Simple data processing with Haskell

Published in

The Agile Monkeys’ Journey

6 min readMay 18, 2017

When doing data science, most of the time, we’re just cleaning up our data.

[…] Cleaning up data to the point where you can work with it is a huge amount of work. If you’re trying to reconcile a lot of sources of data that you don’t control like in this flight search example, it can take 80% of your time. [Source]

This task can be tedious, but it is very important.

“It’s an absolute myth that you can send an algorithm over raw data and have insights pop up.” Jeffrey Heer

The good news is that it doesn’t have to be that bad, and Haskell can help.
If you don’t have enough experience with Haskell, you may have heard that it is a somewhat esoteric language. Others claim that it is the silver bullet for all problems.

Actually, it’s neither. We don’t believe in magic, but, we do think it’s an awesome language for data processing.

Let’s think that we want to help a small company solve a simple problem with their sales data:

Which categories of products do we have, and how many products of them have we sold. It doesn’t have to be perfect, we just want some guidance.

So we start working on their data. Let’s take a look at how the process works.

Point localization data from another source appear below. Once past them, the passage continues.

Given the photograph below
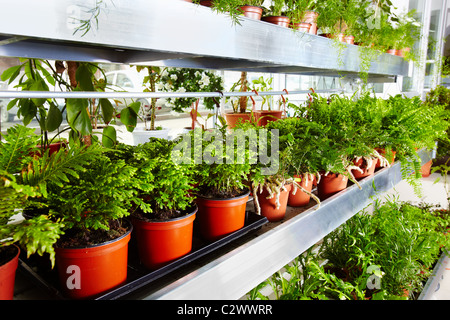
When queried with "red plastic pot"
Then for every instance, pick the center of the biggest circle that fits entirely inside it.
(367, 171)
(8, 277)
(300, 198)
(278, 20)
(252, 12)
(161, 242)
(269, 207)
(87, 272)
(218, 217)
(331, 184)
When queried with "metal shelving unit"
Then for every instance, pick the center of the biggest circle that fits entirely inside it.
(194, 36)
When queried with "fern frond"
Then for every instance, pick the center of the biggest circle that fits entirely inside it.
(18, 148)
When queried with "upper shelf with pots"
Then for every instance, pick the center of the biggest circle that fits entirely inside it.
(179, 34)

First of all, we loaded all the necessary packages and language extensions (which may look scary at first, but they enable some language goodies), and some packages like:

Flow — Allows the use of some nice operators like |>
Text — Makes text processing fast and easy
Frames — Generation of types for our data in compile time.

{-# LANGUAGE ConstraintKinds, DataKinds, FlexibleContexts, GADTs,
 OverloadedStrings, PatternSynonyms, QuasiQuotes,
 ScopedTypeVariables, TemplateHaskell, TypeOperators,
 ViewPatterns #-}
 
 import qualified Data.Text as Text
 import qualified Data.Text.IO as Text
 import Control.Applicative
 import qualified Control.Foldl as Foldl
 import qualified Data.Foldable as Foldable
 import Data.Char
 import Data.Proxy (Proxy(..))
 import Data.List
 import Lens.Family
 import Frames
 import Frames.CSV (readTableOpt, rowGen, RowGen(..))
 import Pipes hiding (Proxy)
 import qualified Pipes.Prelude as Pipes
 import Flow

Our data looks like this. (Dropping some superfluous columns):

id, create_date, name_template, create_uid, qty 
1434, 2016–04–01 00:33:21, Notebook with pen, Paw Patrol, 1, 1
1437, 2016–04–01 00:33:21, Small notebook, Frozen, 1, 1

Let’s begin by loading them in our program:

tableTypes "Sale" "resources/order_line_products_from_april_to_august.csv"
 
loadSales :: IO (Frame Sale)
loadSales = "resources/order_line_products_from_april_to_august.csv"
 |> readTableOpt saleParser
 |> inCoreAoS

So, what happened here? Let’s see:

tableTypes is a Template Haskell function, which means that it is executed at compile time. It generates a data type for our CSV, so we have everything under control with our types.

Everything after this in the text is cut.